The Mobile Market in South East Asia

smartphone market

I had the impression mobile market was paramount in South East Asia even before moving here for my university exchange. I browsed real estate websites looking for a house to rent in Singapore and contacted dozens of agents via email, but nobody answered me. Upset, and with my departure date approaching, I tried to call the agents. To my surprise, they asked me if I had WhatsApp and invited me to negotiate by instant messaging. As a 21-year-old born and raised in Europe, this sounded to me rather personal and inappropriate: no Western real estate agent would ever do that. Nevertheless, I received pictures of the house and a copy of the rent contract on my phone, and in a few hours we closed the deal.

Southeast Asia has a population of 600 million, twice as the US. Smartphone adoption in these countries is expected to enjoy significant growth in the next two years. A major driver of this growth is demographic: youth tend to adopt new technologies more readily than older age groups and Southeast Asia is the home to one of the world’s largest youth populations.
Another reason is the push by mobile operators to expand high-speed networks like 4G/LTE in the region. According to a recent report by Sony Ericsson, WCDMA/HSPA is set to eclipse GSM by 2019 and LTE/4G is on track to grow to 60% coverage by the same year. In other words, the technologies supporting smartphones are spreading throughout the region, helping to make smartphones themselves more viable and accessible to more people.

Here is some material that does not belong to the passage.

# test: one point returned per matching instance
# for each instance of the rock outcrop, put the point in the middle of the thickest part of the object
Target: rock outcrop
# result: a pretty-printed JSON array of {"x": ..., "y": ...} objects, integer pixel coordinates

Southeast Asia is at the crossroads of two major socio-technical forces creating the perfect storm scenario: the convergence of “no tail” and “mobile leapfrogging”.

mobile tech

The “no-tail” phenomenon is caused by the fact that China and most of SEA countries never really went through the Web 1.0/1.5 boom. If we compare Internet penetration data from the US, China, and Thailand (the latter as a proxy for SEA, excluding Singapore), we’ll notice that the US went through the Web 1.0 and “Web 1.5” booms while having significant double-digit Internet adoption rates. In China and Thailand, these numbers were in the miserable single digits during the same periods. It wasn’t until Web 2.0 that China and Thailand started to see Internet adoption take off rapidly.
The effect of no tail is the development of Asia-specific business models. The Web 1.0 and, more importantly, Web 1.5 developments in mature markets like the U.S. and Western Europe led to an eco-system with a long-tail of publisher content on platforms such as Blogger.com and WordPress that gave rise to ad networks like Google AdSense. Hence, in mature markets, startups and internet companies have a tendency to go with advertising as their default stream of income – see Instagram, Pinterest, and recently Snapchat.
Because of the lack of this long tail in China and most of Southeast Asia, the online advertising industry has lagged behind, forcing both established firms and startups to look for non-advertising based monetization sources such as e-commerce and digital goods (value-added services).
Mature markets in Asia, such as Korea, Japan and Singapore, have a better-developed online advertising ecosystem due to the presence of a long-tail publisher ad inventory. As a result, these markets are less likely candidates for benchmarking the development of ad technologies, Internet, and e-commerce in SEA.

mobile market

For what concerns the term “mobile leapfrogging”, Southeast Asia has almost skipped the desktop computer era and has gone mobile-first.
The average Thai user has 1.49 mobile phones, or a 149% adoption rate, while the US and China are only seeing 91% and 77% adoption rates respectively. What is striking about Thailand is that only in 2009, mobile penetration was just 1%. However, in 2013, after the launch of 3G network, the figures jumped to 56%, beating mature markets.
In most countries computer adoption is still high, but smartphone adoption has overtaken computer adoption for the first time in the past year. There are appears to be no countries outside Asia where smartphone penetration is higher than computer penetration.
In Asia, consumers are living in a mobile-first world that needs new products and services built with mobile in mind, not as a nice-to-have. Local companies are noticing this trend and quickly adapting to it. How? Again, through mobile commerce.
Lazada, for example, an e-commerce firm headquartered in Singapore with the goal of being “the Amazon of Southeast Asia”, makes more than 50% of its traffic from mobile channels. In addition, large players such as Rakuten, Alibaba and SingPost have already moved into mobile commerce.

International players should stop looking at the US, China or even Korea or Japan for inspiration about the future of mobile, because it is not happening there. Those mature and developed markets carry heavy legacy of the internet desktop era, whereas Southeast Asia started with a clean state, in a unique position to experiment and develop new business models on mobile.    There is a great chance for Asian businesses to lead the world in mobile-first innovation by reacting fast to the revolution that has happened on the streets right outside their office doors. And we expect B2C, C2C and “impulsive buy” buttons to be the new black.